Бабушка моя умерла от рака матки; на ее надгробье дед вызывающе поместил мужское, от первого лица, признание: «Ты была моим счастьем, моей гордостью». Когда заходила речь о покойной жене, он каждый раз закусывал нижнюю губу и отворачивался к окну. В бабушкину комнату после ее смерти никому не разрешалось входить. Исключением была только старая наша кухарка, Регина: каждую пятницу она вытирала там пыль; Регина была для бабушки живой записной книжкой, она и ухаживала за ней до последнего дня; самое страшное свое проклятие — «Чтоб тебя тихим дождиком замочило!» — она обрушивала на непутевую горничную, когда та, пугливо блестя глазами, заглядывала в дверную щель. В комнате, думаю, никаких тайн не было, только бабушкина толстая, с мужскую руку, темно-рыжая коса на столе.

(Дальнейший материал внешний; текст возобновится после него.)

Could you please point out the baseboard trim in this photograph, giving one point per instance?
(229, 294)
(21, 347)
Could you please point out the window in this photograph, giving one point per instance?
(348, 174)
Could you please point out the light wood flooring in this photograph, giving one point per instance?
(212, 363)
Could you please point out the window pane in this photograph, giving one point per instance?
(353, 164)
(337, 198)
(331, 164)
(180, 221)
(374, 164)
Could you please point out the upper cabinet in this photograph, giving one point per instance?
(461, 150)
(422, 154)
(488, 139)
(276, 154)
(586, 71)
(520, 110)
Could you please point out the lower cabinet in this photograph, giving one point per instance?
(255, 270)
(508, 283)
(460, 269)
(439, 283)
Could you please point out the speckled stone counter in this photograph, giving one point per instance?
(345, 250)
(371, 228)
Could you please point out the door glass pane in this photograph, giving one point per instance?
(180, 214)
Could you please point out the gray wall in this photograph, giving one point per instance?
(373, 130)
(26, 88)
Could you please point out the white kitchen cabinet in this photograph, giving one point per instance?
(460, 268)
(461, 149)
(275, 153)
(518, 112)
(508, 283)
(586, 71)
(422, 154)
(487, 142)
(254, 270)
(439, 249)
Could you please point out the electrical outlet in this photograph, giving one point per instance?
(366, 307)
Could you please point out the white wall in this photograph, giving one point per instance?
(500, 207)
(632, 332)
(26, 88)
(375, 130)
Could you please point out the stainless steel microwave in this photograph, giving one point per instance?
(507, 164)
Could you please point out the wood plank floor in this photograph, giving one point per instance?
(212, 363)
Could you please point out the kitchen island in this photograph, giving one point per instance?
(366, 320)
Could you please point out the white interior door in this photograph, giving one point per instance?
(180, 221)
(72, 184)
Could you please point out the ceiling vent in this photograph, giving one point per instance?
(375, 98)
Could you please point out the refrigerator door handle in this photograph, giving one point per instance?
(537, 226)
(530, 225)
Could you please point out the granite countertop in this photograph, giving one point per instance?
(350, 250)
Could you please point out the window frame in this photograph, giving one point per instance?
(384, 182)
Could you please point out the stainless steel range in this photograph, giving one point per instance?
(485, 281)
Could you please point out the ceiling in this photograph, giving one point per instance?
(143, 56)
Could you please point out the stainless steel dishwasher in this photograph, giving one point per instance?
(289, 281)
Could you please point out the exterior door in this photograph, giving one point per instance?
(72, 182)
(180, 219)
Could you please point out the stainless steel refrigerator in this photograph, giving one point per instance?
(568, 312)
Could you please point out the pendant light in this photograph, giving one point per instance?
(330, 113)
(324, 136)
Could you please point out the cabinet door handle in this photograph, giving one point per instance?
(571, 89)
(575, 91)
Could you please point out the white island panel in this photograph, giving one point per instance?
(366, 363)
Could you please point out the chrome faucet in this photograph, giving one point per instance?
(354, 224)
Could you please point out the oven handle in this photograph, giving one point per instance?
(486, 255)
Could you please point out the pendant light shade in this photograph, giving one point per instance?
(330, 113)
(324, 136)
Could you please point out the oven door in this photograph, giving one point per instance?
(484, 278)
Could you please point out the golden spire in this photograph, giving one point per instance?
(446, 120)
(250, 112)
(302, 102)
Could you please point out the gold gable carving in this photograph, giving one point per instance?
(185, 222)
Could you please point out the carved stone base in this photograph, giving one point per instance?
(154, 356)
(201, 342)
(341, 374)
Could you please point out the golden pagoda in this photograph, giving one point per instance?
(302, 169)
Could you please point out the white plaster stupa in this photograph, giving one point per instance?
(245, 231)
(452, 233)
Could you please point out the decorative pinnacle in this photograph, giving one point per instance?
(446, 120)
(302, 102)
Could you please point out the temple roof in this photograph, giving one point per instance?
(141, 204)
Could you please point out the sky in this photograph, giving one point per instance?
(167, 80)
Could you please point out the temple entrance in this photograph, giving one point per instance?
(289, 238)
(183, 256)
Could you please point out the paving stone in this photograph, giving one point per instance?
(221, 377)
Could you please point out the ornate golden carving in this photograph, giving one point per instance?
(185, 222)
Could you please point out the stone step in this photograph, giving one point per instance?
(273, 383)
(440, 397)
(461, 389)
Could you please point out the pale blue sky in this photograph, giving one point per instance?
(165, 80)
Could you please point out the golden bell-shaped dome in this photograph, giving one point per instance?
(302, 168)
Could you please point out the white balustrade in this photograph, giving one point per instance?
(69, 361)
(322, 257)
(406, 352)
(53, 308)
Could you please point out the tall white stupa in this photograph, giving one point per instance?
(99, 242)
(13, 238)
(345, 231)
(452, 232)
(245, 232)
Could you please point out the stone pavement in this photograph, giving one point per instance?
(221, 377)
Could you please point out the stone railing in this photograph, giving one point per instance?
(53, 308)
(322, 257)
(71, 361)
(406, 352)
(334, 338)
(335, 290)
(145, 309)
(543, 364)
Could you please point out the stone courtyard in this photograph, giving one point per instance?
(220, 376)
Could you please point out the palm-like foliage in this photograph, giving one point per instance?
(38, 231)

Хотелось бы мне увидеть сейчас ту шестнадцатилетнюю девушку с поразительно тонкой, осиной талией и агрессивно развитой грудью; на писанном маслом, выдержанном в коричневых тонах портрете девушка эта словно бы смотрит, с трудом пряча улыбку, не на художника, а на себя в зеркале, и зрелище это отнюдь не повергает ее в отчаяние. Оттененное сине-стальным бархатным платьем с белым кружевным воротничком, лицо ее взирает на вас с выражением еле сдерживаемой, мерцающей в глазах дерзости. Пока дедушка, в пенсне на носу, дремал, между фруктами и черным кофе, в своем кресле, положив руки на львиные морды, украшающие подлокотники, я, разглядывая портрет, весьма одобрял мудрый выбор давнишних брачных посредников. Дедушка — на смотринах, в маленьком трансильванском городке. «Потчуйтесь нашими шанежками», — радушно обращается к нему барышня. Дедушка не знает местного диалекта — и растерянно улыбается, предпочитая есть глазами барышню: на столе — блины со сметаной, где тут эти шанежки. «И не пяльтесь на меня, вам говорят!» Но дедушка не может отвести от нее глаз, смотрит, не моргая. «Не перестанете пялиться — так гляну, что мозги перекосит!» — грозится юная бабушка. Даже это не помогает; тогда она убегает в горницу — и возвращается, надев на голову пустую тыкву с дырками-глазницами.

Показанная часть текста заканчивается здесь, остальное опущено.